Der orangefarbene Parkausweis kann den Alltag schwerbehinderter Menschen erheblich erleichtern, obwohl die Voraussetzungen für den blauen EU-Parkausweis nicht erfüllt sind. Er erlaubt unter anderem das gebührenfreie Parken an Parkscheinautomaten, längere Parkzeiten und das zeitweise Parken im eingeschränkten Haltverbot.
Der Ausweis ist allerdings kein Ersatz für den blauen EU-Parkausweis. Auf allgemein ausgewiesenen Behindertenparkplätzen mit Rollstuhlsymbol darf damit grundsätzlich nicht geparkt werden, und im Ausland gilt er ebenfalls nicht.
Was der orangefarbene Parkausweis ist
Der orangefarbene Parkausweis ist eine personengebundene Ausnahmegenehmigung nach § 46 Absatz 1 Nummer 11 der Straßenverkehrs-Ordnung. Das Bundesportal bezeichnet ihn als bundesweit gültige Parkerleichterung für besondere Gruppen schwerbehinderter Menschen.
Mit einer arbeitsrechtlichen Gleichstellung von Menschen mit einem GdB von 30 oder 40 hat diese Genehmigung nichts zu tun. Die gelegentlich verwendete Bezeichnung „Gleichstellungs-Parkausweis“ kann deshalb leicht in die Irre führen.
Wer lediglich einen Schwerbehindertenausweis oder die Merkzeichen G und B besitzt, darf die besonderen Parkrechte noch nicht nutzen. Zusätzlich muss der orangefarbene Parkausweis erteilt worden sein und beim Parken ordnungsgemäß verwendet werden.
Diese vier Personengruppen können den orangefarbenen Parkausweis erhalten
Die bundesweit geltenden Voraussetzungen sind eng gefasst. Nach den aktuellen Behördeninformationen kommen die folgenden Gruppen in Betracht:
| Gesundheitliche Voraussetzung | Erforderliche Feststellung |
|---|---|
| Funktionsstörungen der unteren Gliedmaßen sowie gegebenenfalls der Lendenwirbelsäule, soweit sie das Gehvermögen beeinträchtigen | Merkzeichen G und B sowie ein GdB von wenigstens 80 allein für diese Beeinträchtigungen |
| Funktionsstörungen der unteren Gliedmaßen beziehungsweise der gehrelevanten Lendenwirbelsäule und zusätzliche Beeinträchtigungen von Herz oder Atmungsorganen | Merkzeichen G und B, ein GdB von wenigstens 70 allein für die Gehbeeinträchtigungen und zugleich ein GdB von wenigstens 50 für Herz oder Atmungsorgane |
| Morbus Crohn oder Colitis ulcerosa | Ein GdB von wenigstens 60 allein für diese Erkrankung |
| Künstlicher Darmausgang und zugleich künstliche Harnableitung | Ein GdB von wenigstens 70 für diese Beeinträchtigungen |
Eine aktuelle Übersicht der Voraussetzungen veröffentlichen unter anderem der Sozialverband VdK und kommunale Straßenverkehrsbehörden. Die genaue Zusammensetzung des GdB ist dabei wichtiger als die Zahl auf dem Schwerbehindertenausweis.

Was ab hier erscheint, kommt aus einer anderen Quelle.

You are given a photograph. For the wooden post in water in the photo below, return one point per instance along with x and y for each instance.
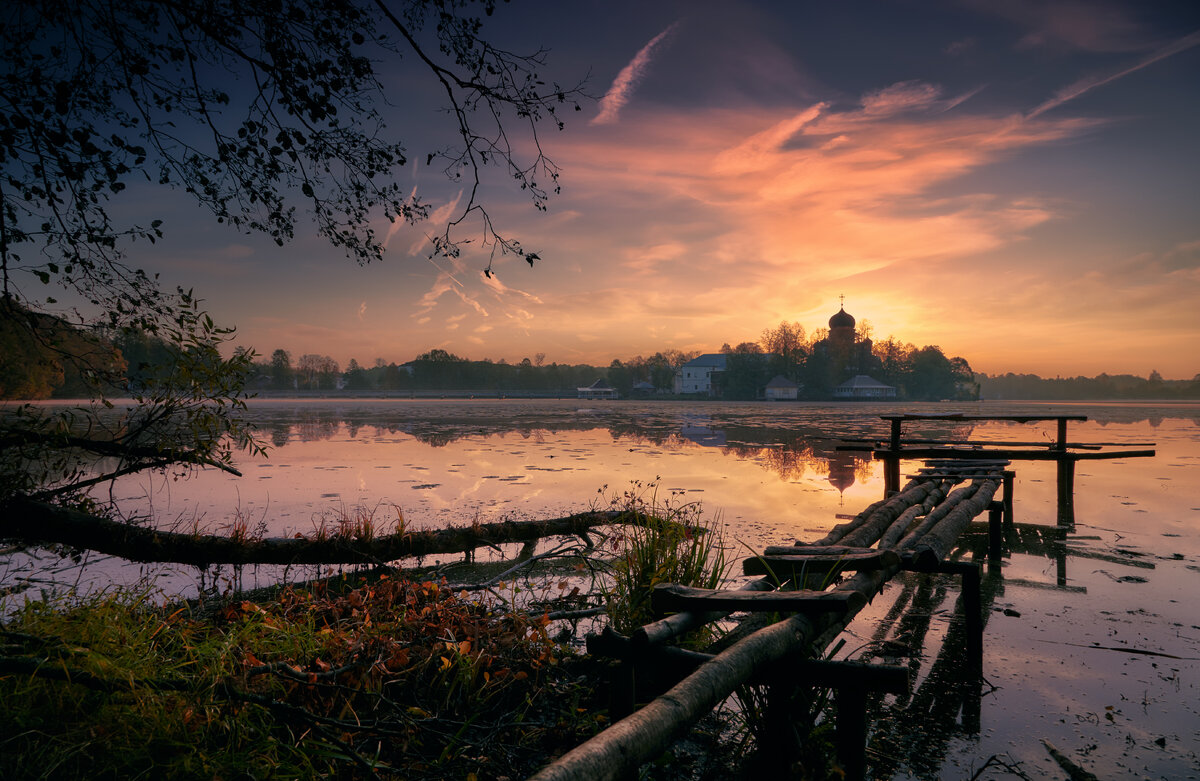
(1009, 481)
(995, 533)
(892, 463)
(1066, 491)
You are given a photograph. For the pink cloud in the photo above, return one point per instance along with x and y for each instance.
(627, 80)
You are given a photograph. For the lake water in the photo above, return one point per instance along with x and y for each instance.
(1093, 646)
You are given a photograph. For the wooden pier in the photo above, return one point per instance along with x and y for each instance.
(1066, 454)
(822, 586)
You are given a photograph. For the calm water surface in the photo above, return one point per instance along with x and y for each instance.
(1092, 644)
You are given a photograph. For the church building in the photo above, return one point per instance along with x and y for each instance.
(847, 360)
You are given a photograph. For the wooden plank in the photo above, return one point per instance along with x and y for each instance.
(936, 416)
(815, 550)
(793, 566)
(670, 598)
(1012, 455)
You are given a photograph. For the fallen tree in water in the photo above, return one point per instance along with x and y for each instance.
(36, 522)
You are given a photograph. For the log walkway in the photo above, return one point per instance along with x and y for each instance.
(823, 584)
(1065, 452)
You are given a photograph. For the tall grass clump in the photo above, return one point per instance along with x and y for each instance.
(660, 541)
(352, 679)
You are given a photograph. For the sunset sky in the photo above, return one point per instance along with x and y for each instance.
(1017, 182)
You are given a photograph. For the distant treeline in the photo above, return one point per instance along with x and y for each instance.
(435, 370)
(1020, 386)
(67, 360)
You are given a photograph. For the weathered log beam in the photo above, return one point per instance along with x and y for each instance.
(670, 596)
(37, 522)
(793, 566)
(934, 545)
(619, 750)
(883, 517)
(667, 629)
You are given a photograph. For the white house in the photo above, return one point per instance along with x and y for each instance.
(696, 376)
(599, 389)
(861, 386)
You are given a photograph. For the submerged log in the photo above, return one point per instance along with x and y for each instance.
(37, 522)
(934, 545)
(937, 514)
(667, 629)
(619, 750)
(797, 566)
(879, 522)
(671, 596)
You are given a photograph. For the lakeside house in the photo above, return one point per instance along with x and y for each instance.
(696, 376)
(781, 389)
(861, 386)
(599, 389)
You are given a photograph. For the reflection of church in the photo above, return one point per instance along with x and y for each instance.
(843, 469)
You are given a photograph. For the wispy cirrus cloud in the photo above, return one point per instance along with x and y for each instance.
(1091, 82)
(627, 80)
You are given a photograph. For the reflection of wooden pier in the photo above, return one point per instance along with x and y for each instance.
(822, 586)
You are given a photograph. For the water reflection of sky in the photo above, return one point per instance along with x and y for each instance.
(772, 474)
(483, 462)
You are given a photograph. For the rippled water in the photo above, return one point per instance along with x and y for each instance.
(1092, 644)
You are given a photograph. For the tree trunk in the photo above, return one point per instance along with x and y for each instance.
(43, 523)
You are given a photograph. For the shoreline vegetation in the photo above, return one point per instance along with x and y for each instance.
(133, 359)
(377, 672)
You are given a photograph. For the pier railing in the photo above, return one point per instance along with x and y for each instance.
(822, 586)
(1066, 454)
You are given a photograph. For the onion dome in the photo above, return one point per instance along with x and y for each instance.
(841, 320)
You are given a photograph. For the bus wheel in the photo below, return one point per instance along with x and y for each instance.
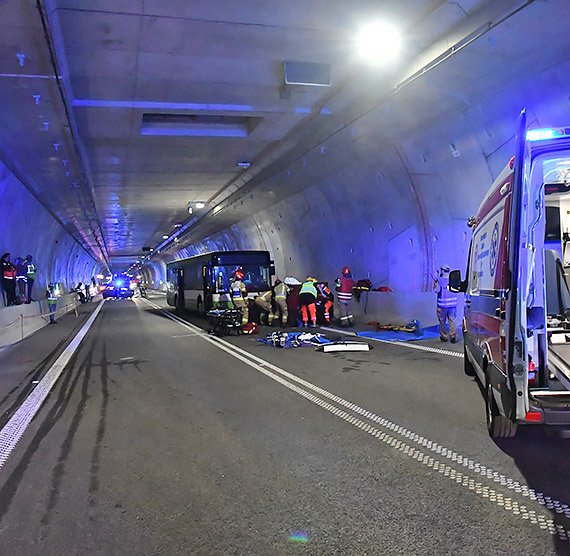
(467, 365)
(498, 425)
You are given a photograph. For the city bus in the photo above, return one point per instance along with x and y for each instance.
(202, 282)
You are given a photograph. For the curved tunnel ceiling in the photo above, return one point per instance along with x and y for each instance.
(116, 115)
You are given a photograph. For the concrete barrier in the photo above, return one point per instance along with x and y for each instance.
(20, 321)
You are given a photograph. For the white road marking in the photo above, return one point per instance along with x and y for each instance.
(498, 498)
(16, 426)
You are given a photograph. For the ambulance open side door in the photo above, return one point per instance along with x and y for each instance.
(522, 252)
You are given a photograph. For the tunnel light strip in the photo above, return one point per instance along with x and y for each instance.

Ein Gesamt-GdB von 80 oder 100 genügt nicht automatisch
Ein häufiges Missverständnis betrifft den Gesamt-GdB. Ein Gesamt-GdB von 80 oder 100 erfüllt die Bedingungen nicht automatisch, wenn die verlangten Einzelbewertungen für Beine, Lendenwirbelsäule, Herz oder Atmungsorgane fehlen.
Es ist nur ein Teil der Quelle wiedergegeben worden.